Hervey White


Hervey White was an American novelist, poet, and community-builder. He was one of the original founders of the Byrdcliffe Colony in Woodstock, New York, then went on to create a more radical artists' colony, the Maverick. Both Byrdcliffe and the Maverick are part of what is today called the Woodstock Art Colony.

Before Woodstock

White was born in Iowa and raised on a Kansas farm by his aunt after his mother died. A scholarship to Harvard University, where he read the works of the socially conscious art critic John Ruskin, solidified his burgeoning libertarian ideals. Pinpointing White's anti-patrician identity, artist and Byrdcliffe cofounder Bolton Brown would describe White as "far prouder of hailing from a ranch in Kansas" than from Harvard. After graduating and traveling through parts of Italy, White moved to Chicago and worked for Hull House, a settlement that provided a creative and educational environment for poor residents of the surrounding neighborhoods. In its spirit of democratic cultural outreach, Hull House acted as a model for White's Maverick Colony. While at Hull House, White wrote his first novel, Differences.

Byrdcliffe and the Maverick

In 1902 White joined forces with Ralph Radcliffe Whitehead and painter-lithographer Bolton Brown to found the Byrdcliffe Colony in Woodstock, New York, conceived as a utopian community of studios, workshops, and artistic gatherings which would nurture creative freedom in the idyllic setting of the Catskill Mountains. Byrdcliffe was based on models provided by the Arts and Crafts movement in England, including Ruskin's own unsuccessful artists' colony, St. George. However, shortly after the colony's establishment, Brown and White each parted ways with Whitehead—White by choice, while Brown was terminated. Each found the aristocratic but reform-minded Whitehead's version of democracy too rigorously structured.
In 1905, White purchased a farm just outside Woodstock with Fritz van der Loo and Carl Eric Lindin, intended as a rustic haven for the three friends and their families. It quickly transformed into an intellectual meeting place and was named the Maverick; artists, writers, and musicians took up residence in minimalistic houses, usually little more than shacks, built on the property. White's short-lived marriage to Byrdcliffe printmaker Vivian Bevans ended in 1908; White's homosexual leanings, addressed overtly in his writings, are a possible cause. White would go on to build the Maverick into a thriving community with makeshift studios, a printing press, and a steady output of publications devoted to literature and the visual arts, most notably The Wild Hawk and The Plowshare.
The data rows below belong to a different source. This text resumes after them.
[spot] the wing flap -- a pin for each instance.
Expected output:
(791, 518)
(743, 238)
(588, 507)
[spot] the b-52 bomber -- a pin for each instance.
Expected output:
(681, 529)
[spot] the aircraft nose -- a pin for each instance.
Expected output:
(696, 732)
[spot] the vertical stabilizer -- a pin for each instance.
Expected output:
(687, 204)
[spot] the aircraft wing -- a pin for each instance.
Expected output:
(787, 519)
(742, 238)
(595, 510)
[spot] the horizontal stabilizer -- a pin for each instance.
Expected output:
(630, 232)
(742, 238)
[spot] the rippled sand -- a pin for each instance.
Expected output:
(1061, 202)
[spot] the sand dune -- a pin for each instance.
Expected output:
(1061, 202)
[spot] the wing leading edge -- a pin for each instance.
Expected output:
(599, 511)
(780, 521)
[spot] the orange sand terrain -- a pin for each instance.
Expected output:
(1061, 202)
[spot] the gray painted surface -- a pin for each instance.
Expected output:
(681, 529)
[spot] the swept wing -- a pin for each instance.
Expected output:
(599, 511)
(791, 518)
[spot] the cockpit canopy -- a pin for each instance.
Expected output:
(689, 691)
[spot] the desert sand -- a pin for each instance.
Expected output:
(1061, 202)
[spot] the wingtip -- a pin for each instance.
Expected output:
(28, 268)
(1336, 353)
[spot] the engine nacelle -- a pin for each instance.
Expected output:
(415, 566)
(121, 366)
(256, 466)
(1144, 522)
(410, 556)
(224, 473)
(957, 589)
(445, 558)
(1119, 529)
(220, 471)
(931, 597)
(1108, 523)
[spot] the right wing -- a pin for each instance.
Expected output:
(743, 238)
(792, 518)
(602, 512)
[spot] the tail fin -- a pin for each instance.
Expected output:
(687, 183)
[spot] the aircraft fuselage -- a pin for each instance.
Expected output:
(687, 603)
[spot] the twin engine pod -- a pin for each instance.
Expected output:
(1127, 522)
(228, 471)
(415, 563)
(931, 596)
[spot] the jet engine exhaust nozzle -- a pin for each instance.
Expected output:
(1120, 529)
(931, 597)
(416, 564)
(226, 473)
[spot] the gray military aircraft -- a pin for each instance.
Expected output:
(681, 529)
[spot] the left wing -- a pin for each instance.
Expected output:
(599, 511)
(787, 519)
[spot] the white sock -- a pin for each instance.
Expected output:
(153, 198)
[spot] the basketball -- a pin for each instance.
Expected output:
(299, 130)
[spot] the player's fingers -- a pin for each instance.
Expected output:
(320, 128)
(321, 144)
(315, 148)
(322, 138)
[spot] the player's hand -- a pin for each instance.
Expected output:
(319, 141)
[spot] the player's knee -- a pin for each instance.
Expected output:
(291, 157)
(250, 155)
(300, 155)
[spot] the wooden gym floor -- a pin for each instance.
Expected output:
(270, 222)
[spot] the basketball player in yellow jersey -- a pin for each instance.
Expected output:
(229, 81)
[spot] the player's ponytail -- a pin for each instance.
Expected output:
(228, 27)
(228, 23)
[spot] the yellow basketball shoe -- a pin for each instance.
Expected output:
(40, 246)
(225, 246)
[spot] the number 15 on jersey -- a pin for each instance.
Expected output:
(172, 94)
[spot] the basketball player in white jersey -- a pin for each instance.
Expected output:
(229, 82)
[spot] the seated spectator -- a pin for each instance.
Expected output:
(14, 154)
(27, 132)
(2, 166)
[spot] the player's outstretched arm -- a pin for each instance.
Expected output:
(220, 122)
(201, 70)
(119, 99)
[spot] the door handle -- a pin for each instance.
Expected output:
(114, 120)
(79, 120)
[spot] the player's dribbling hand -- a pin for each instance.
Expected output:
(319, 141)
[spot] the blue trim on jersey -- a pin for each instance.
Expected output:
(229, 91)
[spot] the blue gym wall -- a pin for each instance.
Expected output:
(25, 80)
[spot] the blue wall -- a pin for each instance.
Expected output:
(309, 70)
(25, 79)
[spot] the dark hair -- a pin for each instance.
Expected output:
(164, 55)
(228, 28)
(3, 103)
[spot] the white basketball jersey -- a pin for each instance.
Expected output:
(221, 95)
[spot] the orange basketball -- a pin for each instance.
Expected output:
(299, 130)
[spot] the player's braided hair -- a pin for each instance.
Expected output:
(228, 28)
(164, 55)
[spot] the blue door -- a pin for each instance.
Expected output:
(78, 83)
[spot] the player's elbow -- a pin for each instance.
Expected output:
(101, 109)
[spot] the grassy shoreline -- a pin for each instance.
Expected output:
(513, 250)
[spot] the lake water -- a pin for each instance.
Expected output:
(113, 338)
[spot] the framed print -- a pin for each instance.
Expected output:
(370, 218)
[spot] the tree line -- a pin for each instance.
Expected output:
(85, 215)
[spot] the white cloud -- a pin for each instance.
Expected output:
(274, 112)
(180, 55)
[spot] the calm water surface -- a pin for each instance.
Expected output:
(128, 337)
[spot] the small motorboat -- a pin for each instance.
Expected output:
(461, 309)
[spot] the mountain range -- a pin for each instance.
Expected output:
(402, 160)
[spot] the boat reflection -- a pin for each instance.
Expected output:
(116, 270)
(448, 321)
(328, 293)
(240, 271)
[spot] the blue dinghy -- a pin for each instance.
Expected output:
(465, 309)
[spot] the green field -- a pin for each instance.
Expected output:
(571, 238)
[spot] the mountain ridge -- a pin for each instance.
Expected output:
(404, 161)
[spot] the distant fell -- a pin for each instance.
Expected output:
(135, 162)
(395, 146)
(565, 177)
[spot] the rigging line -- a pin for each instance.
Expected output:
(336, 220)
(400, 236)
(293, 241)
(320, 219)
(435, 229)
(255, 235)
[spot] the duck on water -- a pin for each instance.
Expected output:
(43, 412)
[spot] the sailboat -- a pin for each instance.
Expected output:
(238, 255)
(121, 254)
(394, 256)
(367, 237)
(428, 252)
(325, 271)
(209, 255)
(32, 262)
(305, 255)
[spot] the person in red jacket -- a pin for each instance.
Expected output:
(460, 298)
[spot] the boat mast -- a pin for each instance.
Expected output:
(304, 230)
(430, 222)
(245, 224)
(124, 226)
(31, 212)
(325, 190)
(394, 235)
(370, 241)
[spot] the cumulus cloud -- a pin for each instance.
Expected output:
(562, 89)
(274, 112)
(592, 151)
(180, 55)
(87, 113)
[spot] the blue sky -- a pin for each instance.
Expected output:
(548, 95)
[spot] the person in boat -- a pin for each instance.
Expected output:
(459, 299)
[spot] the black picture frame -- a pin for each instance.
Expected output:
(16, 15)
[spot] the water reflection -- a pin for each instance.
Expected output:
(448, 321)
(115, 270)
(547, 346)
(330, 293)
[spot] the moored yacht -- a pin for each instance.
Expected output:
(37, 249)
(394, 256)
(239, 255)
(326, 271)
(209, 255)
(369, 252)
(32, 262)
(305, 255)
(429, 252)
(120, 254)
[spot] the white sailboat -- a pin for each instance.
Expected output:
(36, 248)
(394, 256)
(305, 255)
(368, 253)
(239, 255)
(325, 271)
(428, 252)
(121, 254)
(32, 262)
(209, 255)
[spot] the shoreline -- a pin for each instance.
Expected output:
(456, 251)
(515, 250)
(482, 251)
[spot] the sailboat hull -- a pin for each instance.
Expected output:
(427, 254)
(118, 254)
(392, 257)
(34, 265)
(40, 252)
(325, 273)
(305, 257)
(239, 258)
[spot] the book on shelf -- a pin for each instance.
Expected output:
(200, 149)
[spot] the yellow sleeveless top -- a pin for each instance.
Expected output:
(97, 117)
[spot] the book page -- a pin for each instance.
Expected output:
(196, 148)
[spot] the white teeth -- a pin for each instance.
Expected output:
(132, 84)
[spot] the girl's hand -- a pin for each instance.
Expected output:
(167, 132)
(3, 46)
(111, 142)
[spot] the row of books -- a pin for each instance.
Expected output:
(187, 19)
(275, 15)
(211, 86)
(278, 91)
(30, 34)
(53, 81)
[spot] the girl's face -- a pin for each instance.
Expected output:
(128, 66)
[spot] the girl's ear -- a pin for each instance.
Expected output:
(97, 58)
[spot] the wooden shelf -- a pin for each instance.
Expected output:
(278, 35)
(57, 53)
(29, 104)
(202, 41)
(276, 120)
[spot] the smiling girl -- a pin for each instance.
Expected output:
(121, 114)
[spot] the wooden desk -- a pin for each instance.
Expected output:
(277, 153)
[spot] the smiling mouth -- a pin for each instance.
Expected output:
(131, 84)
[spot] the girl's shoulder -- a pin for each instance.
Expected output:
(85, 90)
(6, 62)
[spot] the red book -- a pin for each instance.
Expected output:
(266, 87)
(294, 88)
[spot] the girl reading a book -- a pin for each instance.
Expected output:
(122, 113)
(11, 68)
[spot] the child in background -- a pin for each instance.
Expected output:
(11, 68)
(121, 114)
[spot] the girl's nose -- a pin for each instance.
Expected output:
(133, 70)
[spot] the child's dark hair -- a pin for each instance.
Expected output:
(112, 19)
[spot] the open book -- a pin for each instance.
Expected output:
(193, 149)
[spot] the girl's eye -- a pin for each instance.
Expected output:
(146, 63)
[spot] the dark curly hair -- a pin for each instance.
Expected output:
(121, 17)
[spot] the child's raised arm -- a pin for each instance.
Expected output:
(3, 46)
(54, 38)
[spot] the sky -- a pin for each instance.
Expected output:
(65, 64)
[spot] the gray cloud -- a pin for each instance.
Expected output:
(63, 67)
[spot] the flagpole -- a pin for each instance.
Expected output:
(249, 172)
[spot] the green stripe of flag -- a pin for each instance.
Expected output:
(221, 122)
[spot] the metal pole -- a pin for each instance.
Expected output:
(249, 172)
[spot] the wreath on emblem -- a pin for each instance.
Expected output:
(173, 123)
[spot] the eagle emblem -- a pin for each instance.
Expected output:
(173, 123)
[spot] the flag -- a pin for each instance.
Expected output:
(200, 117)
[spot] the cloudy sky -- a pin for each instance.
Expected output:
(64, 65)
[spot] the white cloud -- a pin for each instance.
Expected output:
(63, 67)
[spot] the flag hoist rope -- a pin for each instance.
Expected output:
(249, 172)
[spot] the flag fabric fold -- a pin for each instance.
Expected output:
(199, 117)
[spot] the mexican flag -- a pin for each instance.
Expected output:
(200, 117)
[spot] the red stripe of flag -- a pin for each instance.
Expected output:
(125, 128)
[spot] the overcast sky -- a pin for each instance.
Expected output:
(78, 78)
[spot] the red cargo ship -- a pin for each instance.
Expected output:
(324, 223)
The Maverick Festivals and Concerts

In 1915, White planned the first of the Maverick Festivals, which included music and theatrical performances. Bacchanalian and raucous but with a firmly creative underpinning, the Maverick Festivals were the precursors to the famous Woodstock Music Festival of 1969. Revelers were encouraged to come in costume; period photographs include men and women with flowers in their hair, a historical prototype for the popular cliché of the Woodstock hippie. Intended to offset the tremendous debt White incurred building his colony, the first Maverick Festival represented a great spirit of unity among previously feuding community activists and artists, who in 1919 went on to form the . The festivals were by the 1920s an annual occurrence, in August on the night of the full moon: they lasted until 1931, when their reputation for wildness pressured White to put an end to his tradition.
In 1916 White began sponsoring concerts, primarily classical music; the Maverick concert hall has been home to performances by Paul Robeson and John Cage. Cage's notorious 4'33" premiered there in 1952. The Maverick Concerts music festival continues to this day, with a series of concerts held every weekend from late June through early September. It is the oldest continuous summer music festival in the United States.
Hervey White's historical legacy is as an author, utopian, and philosopher. In popular press and local culture, his long hair, beard, baggy white linens and purple silks are celebrated as the hallmarks of Woodstock's cultural identity.